If the question is about performance optimization or troubleshooting, please download the script and run it. Please select all and copy-paste the terminal output.

| username: atidat | Original post link

According to the deployment reference here, it does not involve raft.dir related configuration.

| username: ShawnYan | Original post link

In the TiFlash configuration file, is this configuration item not written?

| username: 数据小黑 | Original post link

Reference: 专栏 - tiflash 6.0 on K8s 扩容与新特性实践 | TiDB 社区
Execute:

kubectl edit tc basic -n TiDB-cluster

Modify the TiFlash configuration as follows:

  TiFlash:
    baseImage: uhub.service.ucloud.cn/pingcap/TiFlash
    config:
      config: |
        [storage]
          [storage.main]
            dir = ["/data0/db"]
          [storage.raft]
            dir = ["/data0/kvstore"]
    maxFailoverCount: 3
    replicas: 3
    storageClaims:
    - resources:
        requests:
          storage: 10Gi

Add config, noting:

  1. Double nested config
  2. If there are configurations under storage, they all need to be specified in the configuration. In practice, the storage.main configuration is often missed, so be sure to check.

The configuration has some issues, just make some adjustments and it will be fine.

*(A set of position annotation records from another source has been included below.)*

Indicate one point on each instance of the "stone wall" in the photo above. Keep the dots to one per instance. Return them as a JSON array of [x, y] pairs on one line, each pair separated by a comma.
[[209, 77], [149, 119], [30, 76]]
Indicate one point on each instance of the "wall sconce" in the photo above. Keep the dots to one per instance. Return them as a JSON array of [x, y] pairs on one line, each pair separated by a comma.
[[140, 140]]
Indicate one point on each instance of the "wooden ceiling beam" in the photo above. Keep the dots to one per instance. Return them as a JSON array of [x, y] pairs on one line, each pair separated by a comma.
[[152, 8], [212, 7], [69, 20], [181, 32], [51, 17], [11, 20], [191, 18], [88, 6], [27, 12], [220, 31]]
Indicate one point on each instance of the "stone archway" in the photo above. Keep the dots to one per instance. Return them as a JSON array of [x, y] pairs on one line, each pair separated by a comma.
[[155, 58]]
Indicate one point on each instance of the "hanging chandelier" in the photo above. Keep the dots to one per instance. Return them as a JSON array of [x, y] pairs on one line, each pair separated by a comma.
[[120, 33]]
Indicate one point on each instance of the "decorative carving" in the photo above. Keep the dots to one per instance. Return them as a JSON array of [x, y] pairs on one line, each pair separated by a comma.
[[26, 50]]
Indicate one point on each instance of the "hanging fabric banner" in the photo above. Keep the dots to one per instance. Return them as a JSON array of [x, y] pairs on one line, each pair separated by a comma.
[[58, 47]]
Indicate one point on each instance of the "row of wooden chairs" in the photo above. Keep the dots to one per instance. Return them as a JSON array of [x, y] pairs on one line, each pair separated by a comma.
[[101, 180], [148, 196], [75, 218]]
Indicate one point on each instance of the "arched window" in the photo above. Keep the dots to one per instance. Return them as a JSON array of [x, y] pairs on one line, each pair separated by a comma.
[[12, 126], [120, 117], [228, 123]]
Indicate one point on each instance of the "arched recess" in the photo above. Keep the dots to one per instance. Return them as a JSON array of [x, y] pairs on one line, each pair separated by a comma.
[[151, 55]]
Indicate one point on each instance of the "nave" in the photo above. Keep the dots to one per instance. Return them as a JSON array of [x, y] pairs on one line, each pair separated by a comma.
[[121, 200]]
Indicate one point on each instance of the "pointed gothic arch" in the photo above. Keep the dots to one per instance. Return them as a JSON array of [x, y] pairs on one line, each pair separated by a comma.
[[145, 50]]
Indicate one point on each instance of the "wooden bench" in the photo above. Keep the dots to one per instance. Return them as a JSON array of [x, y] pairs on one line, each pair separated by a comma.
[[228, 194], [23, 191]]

| username: atidat | Original post link

With this configuration, TiDB, TiKV, and PD cannot start.
FYI: Deployed through tidb-cluster.yaml

| username: 数据小黑 | Original post link

Was it modified by executing the above command, or by modifying tidb-cluster.yaml and then redeploying? The command format is kubectl edit tc ${cluster_name} -n ${namespace}

| username: atidat | Original post link

Based on the modifications to tidb-cluster.yaml.

After making these changes, I can observe that the new configuration has been synchronized when I edit tc.

| username: 数据小黑 | Original post link

What is the error now? I feel it might be a formatting issue. Do you mind using kubectl edit tc ${cluster_name} -n ${namespace} to export a configuration? I will check it with a formatting tool.

| username: atidat | Original post link

Sure

tc.yaml (7.4 KB)

| username: 数据小黑 | Original post link

There’s no issue with the format. What error are you encountering now?

| username: atidat | Original post link

A single operator can theoretically connect to multiple TiDB clusters, right?

I didn’t encounter this issue when deploying tidb-admin and tidb-cluster from scratch in a brand new k8s environment.

| username: atidat | Original post link

There are no errors, but there are no actions to create deployment or statefulset resources. The kubectl get command returns empty results.